Es gibt immer mal wieder Schatten der Vergangenheit, die erwähnt werden, aber dann weiterlaufen. Sie haben etwas von den Rissen, wie sie ihre Gedächtnisaussetzer bezeichnet, sie sind kurz da und dann wieder weg. Mich hat diese Sprunghaftigkeit der Gedanken gefesselt, denn es ist ja genau so, wenn wir nachdenken.
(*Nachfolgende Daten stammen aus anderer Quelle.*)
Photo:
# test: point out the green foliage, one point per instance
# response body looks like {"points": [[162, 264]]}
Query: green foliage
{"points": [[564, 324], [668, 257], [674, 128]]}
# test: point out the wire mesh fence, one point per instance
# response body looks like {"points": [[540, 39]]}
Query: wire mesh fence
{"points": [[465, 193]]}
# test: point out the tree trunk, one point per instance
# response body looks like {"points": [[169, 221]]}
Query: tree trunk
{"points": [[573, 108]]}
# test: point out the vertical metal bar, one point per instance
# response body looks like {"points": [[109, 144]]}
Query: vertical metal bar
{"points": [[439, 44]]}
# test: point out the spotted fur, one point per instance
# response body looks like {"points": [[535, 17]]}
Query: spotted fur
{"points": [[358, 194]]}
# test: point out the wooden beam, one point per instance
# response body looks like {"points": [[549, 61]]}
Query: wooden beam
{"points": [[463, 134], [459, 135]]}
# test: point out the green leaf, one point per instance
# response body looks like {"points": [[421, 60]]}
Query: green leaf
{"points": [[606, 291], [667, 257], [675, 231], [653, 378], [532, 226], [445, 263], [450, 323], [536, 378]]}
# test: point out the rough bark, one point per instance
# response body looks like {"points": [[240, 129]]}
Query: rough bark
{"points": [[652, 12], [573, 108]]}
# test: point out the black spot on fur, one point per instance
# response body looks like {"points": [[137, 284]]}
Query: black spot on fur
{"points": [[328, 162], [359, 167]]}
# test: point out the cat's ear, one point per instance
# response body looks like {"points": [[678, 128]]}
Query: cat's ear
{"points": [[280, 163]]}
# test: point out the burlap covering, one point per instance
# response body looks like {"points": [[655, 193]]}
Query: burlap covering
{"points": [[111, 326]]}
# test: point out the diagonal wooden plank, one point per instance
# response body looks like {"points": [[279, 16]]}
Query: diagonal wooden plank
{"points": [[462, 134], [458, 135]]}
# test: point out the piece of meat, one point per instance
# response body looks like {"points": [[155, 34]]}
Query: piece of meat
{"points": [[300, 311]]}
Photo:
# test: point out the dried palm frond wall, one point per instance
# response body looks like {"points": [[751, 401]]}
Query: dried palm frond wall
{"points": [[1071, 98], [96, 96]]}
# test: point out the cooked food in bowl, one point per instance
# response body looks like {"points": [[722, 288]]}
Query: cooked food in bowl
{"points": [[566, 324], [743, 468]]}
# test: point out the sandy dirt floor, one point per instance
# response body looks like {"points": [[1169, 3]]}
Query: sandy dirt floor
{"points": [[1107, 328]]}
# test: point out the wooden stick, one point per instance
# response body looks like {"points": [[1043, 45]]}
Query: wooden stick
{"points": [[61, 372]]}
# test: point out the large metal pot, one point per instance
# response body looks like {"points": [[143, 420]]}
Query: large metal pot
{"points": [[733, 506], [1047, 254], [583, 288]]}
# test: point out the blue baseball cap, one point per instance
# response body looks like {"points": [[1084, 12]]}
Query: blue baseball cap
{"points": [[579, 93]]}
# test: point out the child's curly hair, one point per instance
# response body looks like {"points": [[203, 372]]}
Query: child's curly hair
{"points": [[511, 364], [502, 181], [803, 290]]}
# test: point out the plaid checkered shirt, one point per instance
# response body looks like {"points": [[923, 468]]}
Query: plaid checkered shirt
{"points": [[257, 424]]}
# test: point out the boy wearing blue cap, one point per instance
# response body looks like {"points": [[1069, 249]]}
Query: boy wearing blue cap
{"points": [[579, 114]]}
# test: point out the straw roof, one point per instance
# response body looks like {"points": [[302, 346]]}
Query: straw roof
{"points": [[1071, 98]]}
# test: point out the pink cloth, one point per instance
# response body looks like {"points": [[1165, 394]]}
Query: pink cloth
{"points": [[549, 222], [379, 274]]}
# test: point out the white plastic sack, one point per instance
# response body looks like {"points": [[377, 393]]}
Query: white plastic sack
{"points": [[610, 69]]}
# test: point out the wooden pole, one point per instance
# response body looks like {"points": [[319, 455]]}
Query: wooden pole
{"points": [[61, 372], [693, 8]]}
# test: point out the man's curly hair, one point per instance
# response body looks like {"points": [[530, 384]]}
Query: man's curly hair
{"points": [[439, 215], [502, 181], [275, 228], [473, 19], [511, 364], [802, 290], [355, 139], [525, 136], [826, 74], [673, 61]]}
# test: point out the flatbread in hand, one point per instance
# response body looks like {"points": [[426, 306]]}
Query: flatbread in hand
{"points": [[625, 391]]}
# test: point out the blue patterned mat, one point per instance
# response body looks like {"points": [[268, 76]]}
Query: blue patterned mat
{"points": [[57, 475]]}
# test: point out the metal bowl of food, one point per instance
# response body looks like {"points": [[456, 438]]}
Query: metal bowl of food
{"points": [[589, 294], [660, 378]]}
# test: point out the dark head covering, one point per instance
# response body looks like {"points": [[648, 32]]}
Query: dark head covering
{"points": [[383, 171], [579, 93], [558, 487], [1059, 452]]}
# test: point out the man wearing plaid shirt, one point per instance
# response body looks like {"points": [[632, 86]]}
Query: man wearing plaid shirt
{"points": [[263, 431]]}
Es wird nicht eine Gedanke komplett zu Ende gedacht, bevor ein neuer Gedanke gedacht wird, sondern die Gedanken fließen ineinander und so fließt auch bei Arjeta ein Gedanke in den anderen.
Man merkt die Zerrissenheit und gleichzeitig den Wunsch, endlich anzukommen und der Autorin ist das so gut gelungen, diese einzelnen Zustände und Emotionen einzufangen. Die Aussetzer kündigen sich meist an, wie ein Vogel, der an ihrem Kopf pickt und sie verspürt großen Druck, der gelöst wird, indem sie kurz „weg“ ist. Vergessen als Selbstschutz und um wirklich anzukommen, muss sie sich erinnern.
Ich bin so froh, dass ich dieses Buch entdeckt habe.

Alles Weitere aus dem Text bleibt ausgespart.